2009 Elsevier Ltd. All rights reserved.

Figures

Figure 1
Figure 1
The phases of infarct healing. Myocardial infarction triggers a reparative response that can be divided in three overlapping phases. During the inflammatory phase, chemokine, cytokine and adhesion molecule expression is upregulated leading to leukocyte recruitment in the infarct. As the acute inflammatory response is suppressed, mesenchymal cells infiltrate the infarct marking the transition to the proliferative phase. Myofibroblasts deposit extracellular matrix while a rich capillary network is formed. During the maturation phase the cellularity of the infarct decreases and the matrix is cross-linked forming a dense collagen-based scar.

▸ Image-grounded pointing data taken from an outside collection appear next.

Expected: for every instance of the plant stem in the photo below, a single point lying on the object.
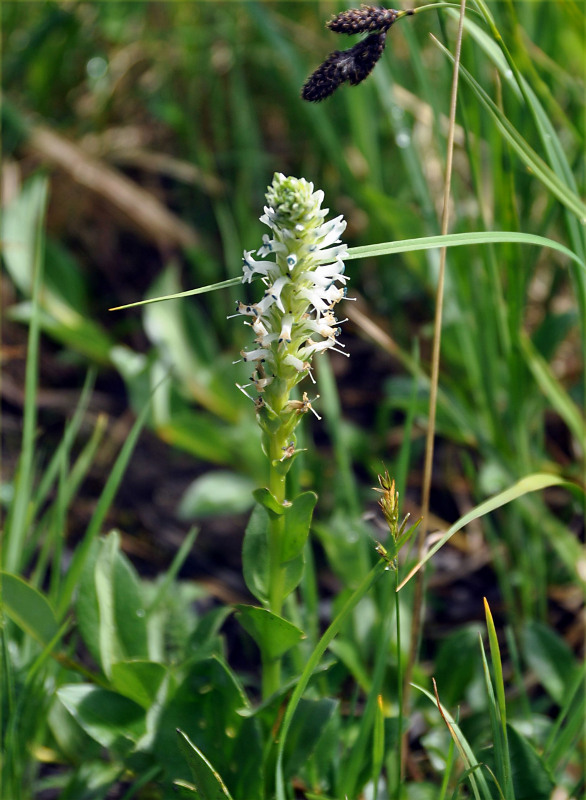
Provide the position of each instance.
(433, 391)
(271, 667)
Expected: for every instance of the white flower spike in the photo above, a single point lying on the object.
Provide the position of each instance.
(301, 266)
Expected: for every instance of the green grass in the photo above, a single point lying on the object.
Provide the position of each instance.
(215, 87)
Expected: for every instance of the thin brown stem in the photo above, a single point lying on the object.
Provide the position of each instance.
(433, 389)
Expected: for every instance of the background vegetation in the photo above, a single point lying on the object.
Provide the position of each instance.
(155, 129)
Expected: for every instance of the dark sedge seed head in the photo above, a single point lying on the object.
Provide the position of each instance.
(352, 65)
(363, 19)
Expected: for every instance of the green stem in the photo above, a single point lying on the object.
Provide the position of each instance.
(271, 667)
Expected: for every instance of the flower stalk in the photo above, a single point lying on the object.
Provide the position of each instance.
(301, 266)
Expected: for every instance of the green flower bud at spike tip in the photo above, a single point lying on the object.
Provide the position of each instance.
(301, 265)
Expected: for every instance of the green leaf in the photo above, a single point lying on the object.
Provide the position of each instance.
(525, 152)
(28, 608)
(138, 680)
(111, 610)
(531, 778)
(112, 720)
(297, 523)
(309, 723)
(208, 784)
(452, 672)
(458, 240)
(273, 634)
(312, 663)
(206, 706)
(531, 483)
(549, 657)
(217, 493)
(255, 554)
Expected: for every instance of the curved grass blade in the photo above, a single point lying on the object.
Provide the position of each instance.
(477, 779)
(531, 483)
(459, 239)
(525, 152)
(391, 248)
(312, 663)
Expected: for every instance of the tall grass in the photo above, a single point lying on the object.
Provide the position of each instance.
(216, 87)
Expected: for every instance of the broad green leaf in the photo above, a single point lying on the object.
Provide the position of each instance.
(531, 778)
(138, 680)
(208, 783)
(309, 723)
(205, 706)
(28, 608)
(312, 663)
(297, 523)
(217, 493)
(458, 240)
(549, 657)
(255, 554)
(273, 634)
(111, 609)
(112, 720)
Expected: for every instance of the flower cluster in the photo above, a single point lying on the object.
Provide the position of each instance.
(356, 63)
(302, 268)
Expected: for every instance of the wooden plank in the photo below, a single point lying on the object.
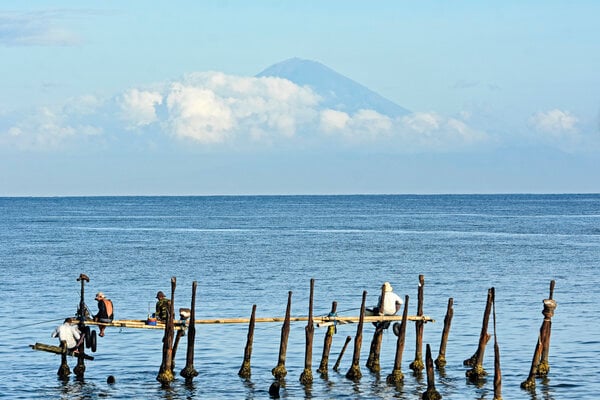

The images show hematoxylin/eosin-stained sections of reperfused canine infarcts after 1 h coronary occlusion followed by 3 days (inflammatory phase), 7 days (proliferative phase) and 2 months (maturation phase) of reperfusion. The time intervals for each phase are shown for both rodent and large animal models of reperfused infarction. In comparison to large mammals, rodents exhibit an accelerated inflammatory and reparative response following myocardial infarction [50], [19]. Symbols: MCP, Monocyte Chemoattractant Protein-1; IL, Interleukin; MMP, Matrix Metalloproteinase; TNF, Tumor Necrosis Factor; TGF, Transforming Growth Factor; TIMP, Tissue Inhibitor of Metalloproteinases.
Figure 2
Figure 2
Alterations of the extracellular matrix during the inflammatory phase of infarct healing. Protease activation results in degradation of matrix proteins. MMPs also process inflammatory cytokines and chemokines modulating their activity. Generation of collagen and low molecular weight hyaluronan (H) fragments exerts potent pro-inflammatory effects. In addition, fibrinogen (F) and plasma fibronectin (pFN) are extravasated through the hyperpermeable vasculature resulting in formation of a fibrin-based provisional matrix that serves as a scaffold for migration of inflammatory cells (M, mononuclear cell; N, neutrophil).
Figure 3
Figure 3
Alterations of the extracellular matrix during the proliferative phase of infarct healing. As the provisional matrix is lysed and matrix fragments are cleared, fibroblasts (F) and macrophages (Ma) secrete cellular fibronectin (cFN) and hyaluronan (H) forming a “second order” provisional matrix. ED-A fibronectin, TGF-β and mechanical tension due to loss of the shielding effects of the normal matrix, contribute to myofibroblast (MF) differentiation and activation. The matricellular proteins TSP-1, OPN, SPARC and tenascin-C are transiently induced in the infarcted heart and modulate cellular interactions and matrix assembly.
Figure 4
Figure 4
The extracellular matrix during the maturation phase of infarct healing. As the scar matures, lysyl-oxidase upregulation induces collagen cross-linking. Formation of a stable cross-linked extracellular matrix may shield the myofibroblasts (MF) from mechanical tension promoting quiescence. Ultimately, most infarct myofibroblasts undergo apoptosis. Prolonged presence of myofibroblasts in the infarcted myocardium may promote adverse remodeling.